Politically, BC tends to the left, although the provincial situation isn’t so simply explained. While the NDP sits comfortably on the left flank in BC as it does elsewhere, the BC Liberals tend to be slightly right of centre a majority of the time. This often alienates it from the Federal Liberals, who are poll driven chameleons rather than resting on any strict ideological platform (although, more often than not, they tend left). The Liberals disappeared from the BC scene for 46 years after the Second World War, until the NDP won the 1991 election. The Liberals re-emerged to take the 2001 election, and have governed ever since, although Premier Christy Clark needed a by-election to keep her job after she lost her own seat in 2013, which is actually not an uncommon occurrence in Canada. Federally, the province has shifted between parties depending on the prevailing national mood of the time. As you would expect, the left parties perform better in Vancouver and Victoria, while the right performs more strongly in the suburbs and rural areas. BC is home to the only Greens MP in the House of Commons, Elizabeth May, whose seat shopping adventures, which I touched on previously, ended on Vancouver Island.
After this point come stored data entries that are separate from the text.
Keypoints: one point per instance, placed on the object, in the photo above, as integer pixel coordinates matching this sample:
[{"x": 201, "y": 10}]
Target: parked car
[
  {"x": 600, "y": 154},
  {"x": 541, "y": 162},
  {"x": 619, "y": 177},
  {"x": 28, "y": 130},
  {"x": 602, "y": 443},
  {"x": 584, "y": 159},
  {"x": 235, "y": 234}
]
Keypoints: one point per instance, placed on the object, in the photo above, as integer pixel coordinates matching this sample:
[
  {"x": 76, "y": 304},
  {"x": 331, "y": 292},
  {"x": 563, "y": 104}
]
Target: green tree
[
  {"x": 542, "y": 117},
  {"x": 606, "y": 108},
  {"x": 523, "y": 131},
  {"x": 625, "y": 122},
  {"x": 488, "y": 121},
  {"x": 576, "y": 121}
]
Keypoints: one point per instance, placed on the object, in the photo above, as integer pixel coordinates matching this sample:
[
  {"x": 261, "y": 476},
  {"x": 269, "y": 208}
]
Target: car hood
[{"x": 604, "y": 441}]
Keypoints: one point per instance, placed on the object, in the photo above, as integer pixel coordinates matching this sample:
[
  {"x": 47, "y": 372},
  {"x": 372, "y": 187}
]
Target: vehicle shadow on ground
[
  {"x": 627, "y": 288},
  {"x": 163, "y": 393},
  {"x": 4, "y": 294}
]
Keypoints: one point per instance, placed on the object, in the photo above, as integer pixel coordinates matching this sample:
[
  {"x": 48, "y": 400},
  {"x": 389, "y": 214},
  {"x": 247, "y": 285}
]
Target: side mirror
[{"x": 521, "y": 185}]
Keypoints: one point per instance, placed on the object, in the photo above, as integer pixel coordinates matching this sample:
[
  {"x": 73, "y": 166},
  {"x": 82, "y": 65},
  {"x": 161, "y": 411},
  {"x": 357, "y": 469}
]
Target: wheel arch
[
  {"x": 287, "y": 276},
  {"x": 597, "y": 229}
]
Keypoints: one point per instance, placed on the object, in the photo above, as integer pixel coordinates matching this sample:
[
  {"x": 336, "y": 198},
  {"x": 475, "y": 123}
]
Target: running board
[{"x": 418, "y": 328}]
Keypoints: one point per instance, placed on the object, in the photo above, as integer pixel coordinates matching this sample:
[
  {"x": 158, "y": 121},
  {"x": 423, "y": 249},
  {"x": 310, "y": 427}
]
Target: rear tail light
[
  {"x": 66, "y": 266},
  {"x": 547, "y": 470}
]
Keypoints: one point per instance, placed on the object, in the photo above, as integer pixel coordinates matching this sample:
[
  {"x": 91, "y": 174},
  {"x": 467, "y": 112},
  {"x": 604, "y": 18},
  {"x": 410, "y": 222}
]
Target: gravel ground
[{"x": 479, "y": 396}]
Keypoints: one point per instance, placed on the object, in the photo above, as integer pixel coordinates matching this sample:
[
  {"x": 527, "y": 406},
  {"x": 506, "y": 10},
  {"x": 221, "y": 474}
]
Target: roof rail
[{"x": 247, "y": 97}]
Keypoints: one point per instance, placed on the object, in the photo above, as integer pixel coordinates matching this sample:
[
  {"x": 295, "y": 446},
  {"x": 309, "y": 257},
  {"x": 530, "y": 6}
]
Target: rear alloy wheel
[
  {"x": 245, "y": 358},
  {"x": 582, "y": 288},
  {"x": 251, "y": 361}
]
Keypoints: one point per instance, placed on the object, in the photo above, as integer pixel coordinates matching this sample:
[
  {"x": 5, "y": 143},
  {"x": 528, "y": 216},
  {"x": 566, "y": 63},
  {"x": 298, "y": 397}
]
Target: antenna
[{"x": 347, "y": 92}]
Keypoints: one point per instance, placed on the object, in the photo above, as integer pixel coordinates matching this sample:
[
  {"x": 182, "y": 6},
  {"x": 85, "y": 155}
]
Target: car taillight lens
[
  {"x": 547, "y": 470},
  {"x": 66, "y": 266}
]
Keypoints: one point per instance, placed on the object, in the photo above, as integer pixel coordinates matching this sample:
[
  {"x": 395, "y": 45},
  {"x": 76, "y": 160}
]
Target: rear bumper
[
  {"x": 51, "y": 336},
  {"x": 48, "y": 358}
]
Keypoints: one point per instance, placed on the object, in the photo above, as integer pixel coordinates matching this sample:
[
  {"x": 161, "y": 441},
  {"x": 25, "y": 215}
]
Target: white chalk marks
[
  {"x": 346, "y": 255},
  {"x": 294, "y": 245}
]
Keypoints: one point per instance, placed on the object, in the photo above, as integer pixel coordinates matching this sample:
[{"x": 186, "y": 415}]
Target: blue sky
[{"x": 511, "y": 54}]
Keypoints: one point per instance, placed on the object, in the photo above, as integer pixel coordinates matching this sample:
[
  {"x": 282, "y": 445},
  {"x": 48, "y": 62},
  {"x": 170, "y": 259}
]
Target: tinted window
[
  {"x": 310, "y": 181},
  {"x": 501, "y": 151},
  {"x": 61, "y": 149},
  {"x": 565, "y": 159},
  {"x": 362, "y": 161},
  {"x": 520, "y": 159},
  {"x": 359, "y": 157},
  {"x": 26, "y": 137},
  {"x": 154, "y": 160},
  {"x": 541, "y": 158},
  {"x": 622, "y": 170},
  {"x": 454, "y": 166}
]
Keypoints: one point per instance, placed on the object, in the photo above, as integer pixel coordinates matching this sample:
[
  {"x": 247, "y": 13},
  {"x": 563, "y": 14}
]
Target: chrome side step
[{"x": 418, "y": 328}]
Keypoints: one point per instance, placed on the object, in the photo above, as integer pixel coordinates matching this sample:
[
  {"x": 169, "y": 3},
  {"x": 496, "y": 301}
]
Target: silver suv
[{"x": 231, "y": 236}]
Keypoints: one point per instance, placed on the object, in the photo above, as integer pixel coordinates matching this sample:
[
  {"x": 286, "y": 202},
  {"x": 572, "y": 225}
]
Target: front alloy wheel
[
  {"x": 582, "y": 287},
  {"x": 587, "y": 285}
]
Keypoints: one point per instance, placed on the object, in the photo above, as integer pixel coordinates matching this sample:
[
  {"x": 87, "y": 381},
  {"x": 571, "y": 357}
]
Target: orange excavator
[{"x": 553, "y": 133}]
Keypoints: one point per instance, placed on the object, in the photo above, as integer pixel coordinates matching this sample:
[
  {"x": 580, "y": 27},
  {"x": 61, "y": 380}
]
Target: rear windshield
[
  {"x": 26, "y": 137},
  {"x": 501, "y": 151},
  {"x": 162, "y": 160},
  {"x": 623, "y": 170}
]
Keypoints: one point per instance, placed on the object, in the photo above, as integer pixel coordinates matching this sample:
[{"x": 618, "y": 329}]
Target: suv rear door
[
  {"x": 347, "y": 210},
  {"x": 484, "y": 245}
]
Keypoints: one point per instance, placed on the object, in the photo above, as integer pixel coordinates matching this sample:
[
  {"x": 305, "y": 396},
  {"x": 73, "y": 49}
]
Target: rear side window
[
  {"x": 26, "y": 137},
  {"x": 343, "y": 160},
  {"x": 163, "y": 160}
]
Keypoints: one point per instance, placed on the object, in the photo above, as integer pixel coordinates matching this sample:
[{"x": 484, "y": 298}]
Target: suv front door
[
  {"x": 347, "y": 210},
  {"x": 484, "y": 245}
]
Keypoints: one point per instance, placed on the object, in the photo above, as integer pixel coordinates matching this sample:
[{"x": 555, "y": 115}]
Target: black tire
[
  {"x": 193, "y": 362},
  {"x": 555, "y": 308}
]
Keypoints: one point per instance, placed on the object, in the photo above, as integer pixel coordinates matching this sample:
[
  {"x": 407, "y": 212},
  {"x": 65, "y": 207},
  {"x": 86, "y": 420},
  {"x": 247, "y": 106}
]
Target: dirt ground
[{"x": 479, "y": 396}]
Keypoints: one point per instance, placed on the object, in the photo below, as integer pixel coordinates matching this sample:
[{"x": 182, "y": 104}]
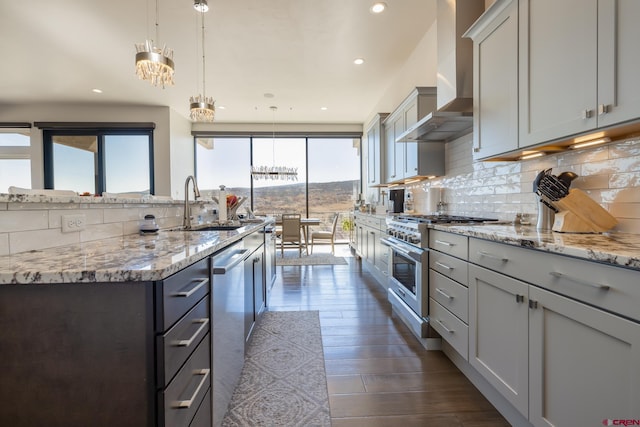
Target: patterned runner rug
[
  {"x": 291, "y": 258},
  {"x": 283, "y": 382}
]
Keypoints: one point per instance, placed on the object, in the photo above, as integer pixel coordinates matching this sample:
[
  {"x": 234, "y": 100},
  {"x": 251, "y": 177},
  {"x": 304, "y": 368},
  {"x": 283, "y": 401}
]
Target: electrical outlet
[{"x": 73, "y": 223}]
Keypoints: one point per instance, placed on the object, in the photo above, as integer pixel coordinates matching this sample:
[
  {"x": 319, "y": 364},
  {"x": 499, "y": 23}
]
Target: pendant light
[
  {"x": 202, "y": 107},
  {"x": 154, "y": 64},
  {"x": 282, "y": 173}
]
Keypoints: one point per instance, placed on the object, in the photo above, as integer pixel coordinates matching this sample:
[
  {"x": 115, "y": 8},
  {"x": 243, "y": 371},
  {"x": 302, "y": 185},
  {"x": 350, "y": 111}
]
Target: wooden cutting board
[{"x": 590, "y": 213}]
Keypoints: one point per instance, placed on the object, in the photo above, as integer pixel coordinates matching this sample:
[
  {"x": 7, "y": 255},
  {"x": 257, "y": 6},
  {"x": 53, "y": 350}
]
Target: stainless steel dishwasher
[{"x": 227, "y": 341}]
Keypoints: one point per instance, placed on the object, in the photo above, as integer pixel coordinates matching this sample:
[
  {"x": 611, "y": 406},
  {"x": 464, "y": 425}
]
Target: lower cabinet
[
  {"x": 374, "y": 255},
  {"x": 498, "y": 333},
  {"x": 584, "y": 363},
  {"x": 559, "y": 361}
]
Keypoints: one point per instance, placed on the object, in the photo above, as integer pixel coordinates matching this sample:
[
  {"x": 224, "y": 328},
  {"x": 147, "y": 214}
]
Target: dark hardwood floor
[{"x": 378, "y": 374}]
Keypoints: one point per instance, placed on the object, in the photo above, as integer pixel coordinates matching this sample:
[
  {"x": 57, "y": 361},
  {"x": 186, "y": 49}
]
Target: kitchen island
[{"x": 117, "y": 331}]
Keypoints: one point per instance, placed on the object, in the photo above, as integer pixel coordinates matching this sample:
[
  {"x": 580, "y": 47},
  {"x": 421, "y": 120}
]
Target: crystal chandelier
[
  {"x": 281, "y": 173},
  {"x": 202, "y": 107},
  {"x": 154, "y": 64}
]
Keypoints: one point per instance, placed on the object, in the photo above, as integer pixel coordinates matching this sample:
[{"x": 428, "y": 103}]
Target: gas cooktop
[{"x": 442, "y": 219}]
With the expansion of BC to 42 seats at this election, options open up for each of the parties to make some inroads into the others, the only exception being that nobody will make ground on the Greens vote. Numbers currently stand at 20 Conservative, 13 NDP, 2 Liberal, 1 Green and 1 Independent.
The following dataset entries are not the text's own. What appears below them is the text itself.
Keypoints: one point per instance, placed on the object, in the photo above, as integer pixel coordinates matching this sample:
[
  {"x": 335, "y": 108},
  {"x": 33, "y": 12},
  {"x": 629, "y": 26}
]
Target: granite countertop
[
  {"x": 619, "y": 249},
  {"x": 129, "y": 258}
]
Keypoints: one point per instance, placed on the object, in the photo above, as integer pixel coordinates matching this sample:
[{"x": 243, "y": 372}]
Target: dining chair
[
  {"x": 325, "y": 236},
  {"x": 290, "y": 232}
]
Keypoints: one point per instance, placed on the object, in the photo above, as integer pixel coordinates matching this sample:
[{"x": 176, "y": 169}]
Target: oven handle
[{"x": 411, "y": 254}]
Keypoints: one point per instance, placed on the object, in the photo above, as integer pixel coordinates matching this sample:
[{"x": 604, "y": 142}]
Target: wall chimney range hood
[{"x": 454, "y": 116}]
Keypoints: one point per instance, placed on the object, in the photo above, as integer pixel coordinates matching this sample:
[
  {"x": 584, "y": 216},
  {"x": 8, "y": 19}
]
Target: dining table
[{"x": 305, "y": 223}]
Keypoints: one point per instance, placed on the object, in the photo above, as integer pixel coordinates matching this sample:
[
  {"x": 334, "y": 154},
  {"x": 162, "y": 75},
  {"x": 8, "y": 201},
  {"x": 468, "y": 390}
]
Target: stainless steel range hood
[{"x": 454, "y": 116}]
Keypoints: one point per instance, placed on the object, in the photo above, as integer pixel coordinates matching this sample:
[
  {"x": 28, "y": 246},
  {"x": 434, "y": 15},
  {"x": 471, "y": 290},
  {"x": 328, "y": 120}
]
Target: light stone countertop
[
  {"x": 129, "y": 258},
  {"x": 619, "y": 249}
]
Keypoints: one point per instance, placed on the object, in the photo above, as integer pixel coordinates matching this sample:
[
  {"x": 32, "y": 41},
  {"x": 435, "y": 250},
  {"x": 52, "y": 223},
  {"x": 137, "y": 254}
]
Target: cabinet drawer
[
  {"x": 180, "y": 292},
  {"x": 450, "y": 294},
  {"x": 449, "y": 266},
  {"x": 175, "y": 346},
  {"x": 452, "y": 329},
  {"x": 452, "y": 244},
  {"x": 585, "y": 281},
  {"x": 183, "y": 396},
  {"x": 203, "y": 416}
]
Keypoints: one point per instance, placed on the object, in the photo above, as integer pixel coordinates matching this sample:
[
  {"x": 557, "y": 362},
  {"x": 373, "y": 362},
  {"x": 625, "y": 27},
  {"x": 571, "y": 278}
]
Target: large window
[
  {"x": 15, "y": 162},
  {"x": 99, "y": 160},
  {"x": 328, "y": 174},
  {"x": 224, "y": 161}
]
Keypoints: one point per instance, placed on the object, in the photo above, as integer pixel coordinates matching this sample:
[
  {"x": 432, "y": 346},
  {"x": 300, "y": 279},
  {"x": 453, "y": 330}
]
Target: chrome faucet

Current polling suggests the Conservatives will end up getting hammered, with just seven seats going blue, although BC has a propensity to swing a bit and this could well change by election day. The big winners to date are the Liberals, who currently lead in 11 ridings, while the NDP are hoping for a surge in a province where the resource sector is offset by a very strong environmental movement. The NDP vote will get a boost from the provincial opposition making noise during the campaign about the BC Liberal government, although it is difficult to predict just how much a Trudeau-led Liberal Party will be hurt by any poor performance by the provincial government. The BC Liberals stay out of federal affairs, and the Clark government has done little to raise any real controversy. Federally, aside from oil pipelines, the major issue in and around Vancouver seems to be foreign investment driving up housing prices (who says we have nothing in common with Canada?), with only Stephen Harper having anything to say on it besides moaning, and even then he has only committed to ‘look at the issue’.
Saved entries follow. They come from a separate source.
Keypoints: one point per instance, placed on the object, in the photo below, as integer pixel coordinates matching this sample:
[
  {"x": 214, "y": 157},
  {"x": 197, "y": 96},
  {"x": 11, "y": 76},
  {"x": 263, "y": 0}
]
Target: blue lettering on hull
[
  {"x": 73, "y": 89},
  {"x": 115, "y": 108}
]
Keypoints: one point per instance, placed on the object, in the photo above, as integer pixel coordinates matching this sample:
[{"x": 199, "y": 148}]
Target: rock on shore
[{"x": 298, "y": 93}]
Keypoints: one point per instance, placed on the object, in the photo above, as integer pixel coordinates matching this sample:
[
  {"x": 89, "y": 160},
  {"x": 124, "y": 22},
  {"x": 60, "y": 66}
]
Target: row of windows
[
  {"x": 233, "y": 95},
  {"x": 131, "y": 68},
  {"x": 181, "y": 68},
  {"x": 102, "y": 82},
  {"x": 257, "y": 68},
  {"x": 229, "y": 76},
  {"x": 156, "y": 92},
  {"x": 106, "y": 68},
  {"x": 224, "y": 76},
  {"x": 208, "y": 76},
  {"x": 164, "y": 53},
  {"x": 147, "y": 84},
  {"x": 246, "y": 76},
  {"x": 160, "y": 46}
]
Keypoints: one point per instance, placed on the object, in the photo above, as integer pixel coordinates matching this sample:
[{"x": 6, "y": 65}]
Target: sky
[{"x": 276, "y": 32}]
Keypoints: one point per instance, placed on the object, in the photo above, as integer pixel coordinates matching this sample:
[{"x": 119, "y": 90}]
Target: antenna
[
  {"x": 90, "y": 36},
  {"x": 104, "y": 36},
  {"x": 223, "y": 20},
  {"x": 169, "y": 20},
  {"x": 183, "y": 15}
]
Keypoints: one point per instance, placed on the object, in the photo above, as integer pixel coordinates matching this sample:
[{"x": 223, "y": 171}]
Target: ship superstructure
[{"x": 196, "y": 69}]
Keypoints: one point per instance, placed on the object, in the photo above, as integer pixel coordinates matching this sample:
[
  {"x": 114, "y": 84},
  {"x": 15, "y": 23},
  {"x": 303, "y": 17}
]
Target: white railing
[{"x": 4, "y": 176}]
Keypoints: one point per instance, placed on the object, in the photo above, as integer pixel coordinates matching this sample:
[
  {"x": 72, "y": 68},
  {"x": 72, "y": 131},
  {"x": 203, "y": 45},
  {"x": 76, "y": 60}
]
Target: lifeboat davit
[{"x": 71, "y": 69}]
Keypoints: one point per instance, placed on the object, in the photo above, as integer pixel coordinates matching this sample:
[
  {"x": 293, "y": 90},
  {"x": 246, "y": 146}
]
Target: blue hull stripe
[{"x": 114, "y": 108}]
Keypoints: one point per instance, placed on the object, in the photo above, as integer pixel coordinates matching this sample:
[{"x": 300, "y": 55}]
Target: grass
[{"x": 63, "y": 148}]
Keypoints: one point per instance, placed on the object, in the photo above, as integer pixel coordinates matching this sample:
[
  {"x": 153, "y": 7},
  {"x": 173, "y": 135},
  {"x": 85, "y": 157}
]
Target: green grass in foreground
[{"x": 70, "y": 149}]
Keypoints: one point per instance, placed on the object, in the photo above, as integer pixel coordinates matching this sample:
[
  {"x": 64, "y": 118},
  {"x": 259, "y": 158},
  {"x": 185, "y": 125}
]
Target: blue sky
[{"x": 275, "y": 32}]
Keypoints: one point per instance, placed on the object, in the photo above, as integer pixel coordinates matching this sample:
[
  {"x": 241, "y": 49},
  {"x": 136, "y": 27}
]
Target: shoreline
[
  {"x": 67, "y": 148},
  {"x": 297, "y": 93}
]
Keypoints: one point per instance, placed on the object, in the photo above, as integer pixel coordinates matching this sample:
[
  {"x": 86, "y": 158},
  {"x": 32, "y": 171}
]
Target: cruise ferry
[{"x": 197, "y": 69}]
The Greens, depending on which week it is, have the ability to win the seat of Victoria, or finish a disappointing third, in addition to May’s lock on Saanich-Gulf Islands. In the last few weeks, though, the NDP have looked far more comfortable in Victoria. At this stage, you can definitely lock in seven seats for the Liberals, one for the Greens, 17 for the NDP and four for the Conservatives, leaving 13 up for grabs. I daresay these numbers will change, though, so all predictions on BC are to be taken with a grain of salt until the final week of the campaign.


Lib: 35 (+7)     Con: 69 (+15)     NDP: 34 (+19)     BQ: 0     Grn: 1 (+1)     Oth: 0

3 thoughts on “Canada Votes: Preview – The West

  1. This is a very good summary of Canadian politics for people with some interest, but lacking the time to really delve into it. Thanks.

  2. A friend in Vancouver tells me that the Liberals are currently in government with 20 seats, and the Conservatives have 2 seats in BC. I think you have these two numbers around the wrong way.

  3. The numbers quoted are for Federal MPs elected in 2011, not the provincial govt numbers, which the Liberals have a majority of.